Greece and France send markets into the red

AFP PHOTO / Angelos Tzortzinis
With Greece obviously ungovernable after yesterday's elections that turned out an  fragmented political landscape, and François Hollande's victory in the the presidential race in France, European capital markets opened today with heavy losses.
The Athens stock exchange started at 8.5% down, with the rest of bourses losing up to 2%. The euro also lost some ground.
Basically, the worst case scenario for the financial markets, came this Monday (7May).
Later on in the day, however, losses were diminishing. Investors are now worried about the future of the Eurozone, fearing that Greece may return to the December 2011/January 2012 dead ends, and France under Hollande will want to add a growth chapter to the Fiscal Pact, a prospect which might lead to new deficits.
It is possible that all this may lead to a relaxation of the austerity policies inspired by Berlin. The European political horizon is becoming all the more foggy, with uncertainty taking hold one country after the other. During last week analysts were drafting scenarios for Monday 7 May, saying that the worst could come from Athens. But lets take one thing after the other.
Elections
The victory of François Hollande does not represent a major threat to financial markets. What the new occupant of the Champs Elysée will be pressing for is the Brussels and Berlin dignitaries to accept is an addendum to the Fiscal Pact. Not to demolish it.

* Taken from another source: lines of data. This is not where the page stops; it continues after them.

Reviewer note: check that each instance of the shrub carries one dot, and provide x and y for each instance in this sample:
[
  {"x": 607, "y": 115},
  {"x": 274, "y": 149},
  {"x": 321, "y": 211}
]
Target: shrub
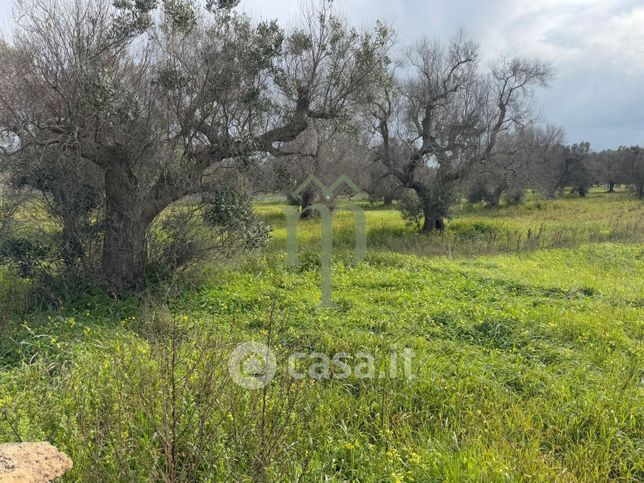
[{"x": 411, "y": 209}]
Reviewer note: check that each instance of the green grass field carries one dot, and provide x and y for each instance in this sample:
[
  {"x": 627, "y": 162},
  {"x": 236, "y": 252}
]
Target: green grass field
[{"x": 525, "y": 324}]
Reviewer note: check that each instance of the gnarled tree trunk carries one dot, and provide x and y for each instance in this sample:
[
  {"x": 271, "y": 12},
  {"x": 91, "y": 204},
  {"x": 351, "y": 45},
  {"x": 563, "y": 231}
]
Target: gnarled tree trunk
[
  {"x": 124, "y": 247},
  {"x": 495, "y": 198}
]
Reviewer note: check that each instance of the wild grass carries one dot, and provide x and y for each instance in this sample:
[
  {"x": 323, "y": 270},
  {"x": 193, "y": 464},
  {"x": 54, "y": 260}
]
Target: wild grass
[{"x": 527, "y": 358}]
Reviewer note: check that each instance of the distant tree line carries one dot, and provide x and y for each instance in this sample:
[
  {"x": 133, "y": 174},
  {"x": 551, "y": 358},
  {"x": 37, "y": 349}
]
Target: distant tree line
[{"x": 141, "y": 128}]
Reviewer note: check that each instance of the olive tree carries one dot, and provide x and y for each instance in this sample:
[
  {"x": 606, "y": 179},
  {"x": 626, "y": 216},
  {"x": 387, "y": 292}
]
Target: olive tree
[
  {"x": 450, "y": 114},
  {"x": 154, "y": 96}
]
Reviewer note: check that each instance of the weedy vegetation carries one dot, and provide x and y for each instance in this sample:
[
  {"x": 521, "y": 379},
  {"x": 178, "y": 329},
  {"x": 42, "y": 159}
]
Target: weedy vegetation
[{"x": 526, "y": 325}]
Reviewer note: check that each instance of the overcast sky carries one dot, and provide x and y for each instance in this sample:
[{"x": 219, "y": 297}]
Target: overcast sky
[{"x": 596, "y": 47}]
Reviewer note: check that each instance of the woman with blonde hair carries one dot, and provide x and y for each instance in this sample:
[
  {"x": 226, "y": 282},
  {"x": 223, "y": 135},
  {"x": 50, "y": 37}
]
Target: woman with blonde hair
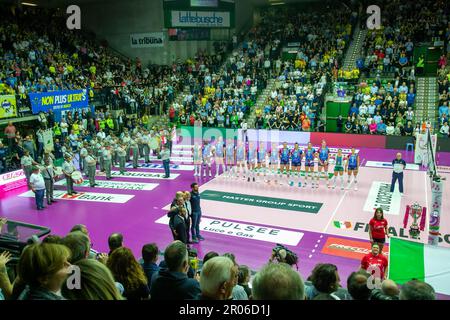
[
  {"x": 43, "y": 268},
  {"x": 96, "y": 280},
  {"x": 127, "y": 271}
]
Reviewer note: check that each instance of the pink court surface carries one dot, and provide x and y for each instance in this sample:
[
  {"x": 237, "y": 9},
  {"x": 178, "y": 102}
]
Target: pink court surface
[{"x": 245, "y": 218}]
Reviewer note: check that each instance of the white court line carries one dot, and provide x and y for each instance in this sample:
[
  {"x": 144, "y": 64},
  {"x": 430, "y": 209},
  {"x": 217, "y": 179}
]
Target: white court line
[{"x": 335, "y": 211}]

Hollande made central the idea of growth in his electoral rhetoric, and voters approved it. In reality this narrative about the economy, with growth to be added to fiscal deficit cuts, is not being denied by anybody. Who wouldn't prefer the current Eurozone to grow? It goes without saying that growth will make things easier in addressing the phantasm of sovereign debt. The difficult thing, however, is how to achieve it?
Germany has already rejected the idea of implementing new growth policies by increasing public spending and, consequently, public debt. Everybody knows that there are no more willing investors in the capital markets to finance more government spending by buying up more sovereign debt. Only the ECB can do that, but this will entail inflation risks. Nor is easy to mobilise direct private investments in infrastructure projects by using as catalyst the European Investment Bank's borrowing abilities.

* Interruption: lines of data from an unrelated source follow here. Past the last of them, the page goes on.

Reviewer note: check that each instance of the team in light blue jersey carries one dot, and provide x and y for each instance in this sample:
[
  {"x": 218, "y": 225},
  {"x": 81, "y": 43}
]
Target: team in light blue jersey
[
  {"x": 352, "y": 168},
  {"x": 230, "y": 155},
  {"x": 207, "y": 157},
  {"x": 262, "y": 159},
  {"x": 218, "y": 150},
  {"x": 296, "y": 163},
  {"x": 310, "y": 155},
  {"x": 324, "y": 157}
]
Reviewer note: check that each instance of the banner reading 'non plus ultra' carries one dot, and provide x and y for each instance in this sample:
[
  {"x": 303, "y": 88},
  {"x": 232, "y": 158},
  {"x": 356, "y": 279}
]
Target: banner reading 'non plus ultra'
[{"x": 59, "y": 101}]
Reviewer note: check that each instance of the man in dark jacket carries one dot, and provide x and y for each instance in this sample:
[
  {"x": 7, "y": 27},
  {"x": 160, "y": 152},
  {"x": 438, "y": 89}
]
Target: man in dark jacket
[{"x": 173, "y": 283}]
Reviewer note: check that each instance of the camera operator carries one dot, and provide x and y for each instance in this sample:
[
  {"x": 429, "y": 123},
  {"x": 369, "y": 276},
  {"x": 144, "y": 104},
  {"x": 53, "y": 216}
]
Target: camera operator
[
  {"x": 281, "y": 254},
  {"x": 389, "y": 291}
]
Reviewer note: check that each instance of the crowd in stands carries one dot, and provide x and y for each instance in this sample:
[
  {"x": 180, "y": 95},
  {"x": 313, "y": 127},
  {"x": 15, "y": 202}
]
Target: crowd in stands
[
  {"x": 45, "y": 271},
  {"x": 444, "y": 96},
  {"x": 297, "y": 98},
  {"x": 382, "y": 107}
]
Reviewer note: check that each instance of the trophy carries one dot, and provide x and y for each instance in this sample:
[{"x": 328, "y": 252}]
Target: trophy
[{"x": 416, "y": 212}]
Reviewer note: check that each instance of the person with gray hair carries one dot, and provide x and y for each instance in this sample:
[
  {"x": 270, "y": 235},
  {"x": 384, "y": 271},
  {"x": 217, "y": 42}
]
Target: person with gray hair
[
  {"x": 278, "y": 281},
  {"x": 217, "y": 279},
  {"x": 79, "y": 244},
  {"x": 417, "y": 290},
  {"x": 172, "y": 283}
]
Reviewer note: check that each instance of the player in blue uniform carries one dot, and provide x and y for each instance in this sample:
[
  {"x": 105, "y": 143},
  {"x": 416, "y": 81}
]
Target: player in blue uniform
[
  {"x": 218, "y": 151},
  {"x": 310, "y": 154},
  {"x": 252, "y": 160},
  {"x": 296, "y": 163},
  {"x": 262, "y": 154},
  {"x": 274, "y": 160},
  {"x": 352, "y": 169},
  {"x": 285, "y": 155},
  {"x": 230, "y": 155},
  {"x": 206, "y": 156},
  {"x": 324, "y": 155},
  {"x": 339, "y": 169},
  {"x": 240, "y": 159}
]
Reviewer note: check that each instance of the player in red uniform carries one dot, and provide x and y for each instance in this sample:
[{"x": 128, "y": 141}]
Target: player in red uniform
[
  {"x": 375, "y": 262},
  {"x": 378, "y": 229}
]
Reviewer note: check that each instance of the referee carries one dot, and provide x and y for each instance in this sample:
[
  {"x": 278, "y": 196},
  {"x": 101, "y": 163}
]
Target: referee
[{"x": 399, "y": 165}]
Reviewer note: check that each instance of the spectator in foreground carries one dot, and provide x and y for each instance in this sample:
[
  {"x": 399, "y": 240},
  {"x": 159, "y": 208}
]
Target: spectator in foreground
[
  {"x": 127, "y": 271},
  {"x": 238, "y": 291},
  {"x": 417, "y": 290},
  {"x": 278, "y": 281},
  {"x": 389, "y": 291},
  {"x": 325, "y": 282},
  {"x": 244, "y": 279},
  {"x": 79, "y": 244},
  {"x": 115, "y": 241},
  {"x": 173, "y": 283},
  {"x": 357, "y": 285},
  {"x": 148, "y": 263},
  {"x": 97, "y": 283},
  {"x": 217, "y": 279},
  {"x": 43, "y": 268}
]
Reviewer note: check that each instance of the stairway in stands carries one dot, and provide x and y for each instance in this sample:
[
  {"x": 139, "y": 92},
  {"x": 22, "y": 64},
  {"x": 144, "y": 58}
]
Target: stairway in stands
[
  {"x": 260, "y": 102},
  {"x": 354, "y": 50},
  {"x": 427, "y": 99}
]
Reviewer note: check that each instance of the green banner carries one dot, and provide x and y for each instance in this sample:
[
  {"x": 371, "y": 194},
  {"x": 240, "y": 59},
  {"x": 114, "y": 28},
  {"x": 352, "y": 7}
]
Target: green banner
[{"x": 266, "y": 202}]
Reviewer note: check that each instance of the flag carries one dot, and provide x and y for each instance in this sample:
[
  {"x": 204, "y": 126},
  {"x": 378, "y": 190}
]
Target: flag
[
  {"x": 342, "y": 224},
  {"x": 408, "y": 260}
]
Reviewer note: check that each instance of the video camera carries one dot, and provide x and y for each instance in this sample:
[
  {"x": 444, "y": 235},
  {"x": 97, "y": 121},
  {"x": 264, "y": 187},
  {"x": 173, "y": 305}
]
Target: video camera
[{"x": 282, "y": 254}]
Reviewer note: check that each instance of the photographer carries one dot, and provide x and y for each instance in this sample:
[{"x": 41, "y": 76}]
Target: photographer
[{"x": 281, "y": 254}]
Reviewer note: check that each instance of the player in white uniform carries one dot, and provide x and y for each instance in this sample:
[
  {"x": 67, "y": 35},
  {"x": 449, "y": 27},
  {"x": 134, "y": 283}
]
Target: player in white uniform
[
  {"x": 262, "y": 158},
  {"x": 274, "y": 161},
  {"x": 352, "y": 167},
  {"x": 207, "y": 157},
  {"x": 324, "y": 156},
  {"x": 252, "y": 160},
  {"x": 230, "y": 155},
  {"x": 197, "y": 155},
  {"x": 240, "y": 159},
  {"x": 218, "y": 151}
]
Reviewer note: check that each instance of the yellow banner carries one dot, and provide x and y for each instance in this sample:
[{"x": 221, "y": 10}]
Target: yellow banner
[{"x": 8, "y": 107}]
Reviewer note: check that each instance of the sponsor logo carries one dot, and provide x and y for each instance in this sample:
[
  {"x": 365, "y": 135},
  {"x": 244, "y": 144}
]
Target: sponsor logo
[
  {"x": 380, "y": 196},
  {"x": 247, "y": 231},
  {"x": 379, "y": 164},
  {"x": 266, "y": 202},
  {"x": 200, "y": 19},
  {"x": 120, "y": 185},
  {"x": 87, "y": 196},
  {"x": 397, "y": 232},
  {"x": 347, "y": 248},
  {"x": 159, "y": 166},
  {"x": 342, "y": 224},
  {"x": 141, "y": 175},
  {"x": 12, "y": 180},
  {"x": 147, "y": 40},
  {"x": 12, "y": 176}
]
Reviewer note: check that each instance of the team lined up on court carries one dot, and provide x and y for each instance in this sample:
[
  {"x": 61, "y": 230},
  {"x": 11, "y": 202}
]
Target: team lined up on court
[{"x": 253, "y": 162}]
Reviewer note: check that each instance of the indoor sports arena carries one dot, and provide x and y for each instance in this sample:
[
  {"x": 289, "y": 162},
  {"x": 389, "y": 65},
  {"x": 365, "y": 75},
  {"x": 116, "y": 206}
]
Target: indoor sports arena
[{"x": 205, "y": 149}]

There are limits to what more EIB can borrow, and retain its triple A rating, however.
Last but not least, the political forces which promote the idea of growth in France and Greece, are not ready to apply supply-side economic measures, by relaxing labour market protective legislation aiming at reducing labour cost to businesses. Nor is it feasible to cut down on social contributions to achieve the same end because the dreadful financial status of pension funds does not permit that. In short, the notion of growth is very attractive discussing it, but very difficult to see how it can be achieved. At the end, under the pressure of Paris, the Brussels and Berlin decision makers will presumably agree to draft a new chapter in the Fiscal Pact, to promote economic growth. But the means to achieve it will be very limited and the final outcome will not be of importance. Unfortunately at the same time the problems in confronting the Eurozone periphery's sovereign debt and the drive for the recapitalisation of the banks are posing grave problems. The European Financial Stability Facility (EFSF) had to give to Greek banks €28 billion last week, in order the Greek lenders to confront the fast worsening rates of bad debts. Sources in Athens say that one out of five bank loans in Greece is not served and the lenders try to cover parts of it by according rescheduling on demand. This brings us to beautiful shores of Greece.
Greece
Yesterday the Greek electorate denied to give a viable solution by deeply fragmenting the political landscape. Voters punished the two mainstream political parties, the socialist Pasok and the centre-right New Democracy, for bringing the country to this desperate situation and voted for extremists on both sides of the political spectrum.
The neo-Nazi Golden Dawn party, until yesterday a marginal group of bullies, got 7% and 21 deputies in a house of 300, while another quite new extreme right wing formation of 'Independent Greeks' got 10.5% and 33 deputies. The same attitude of protest send a small until yesterday left wing party, under its youth leader Alexis Tsipras, to the second place (main opposition) with 16.8% of ballots and 52 deputies. The once-mighty socialist Pasok came third with 13.2% and 41 deputies. New Democracy was voted first with 18.9% and 103 deputies. In this way, the much hoped-for by Brussels and Berlin coalition government of Pasok-ND, is not possible. Those are the two main parties which support the terms of the second Memorandum of Understanding the country signed last March with its creditors EU-ECB-IMF, and obviously they were punished for applying the austerity going with it.
As things stand now the political future in Greece is quite unpredictable. The first costs to the rest of the Eurozone are being already born by the EFSF. There will be more because the Greek banks will be using this as collateral to raise more money from the ECB. In any case, Athens is again entering a period of unpredictability, with costly repercussions to rest of the Eurozone, primarily to be born by the financial support mechanisms and by raising the borrowing cost for Spain and Italy. However the possibility of Greece willingly leaving the Eurozone is minimal. Only the Greek Communist Party (8.5% and 26 deputies) openly supports this prospect.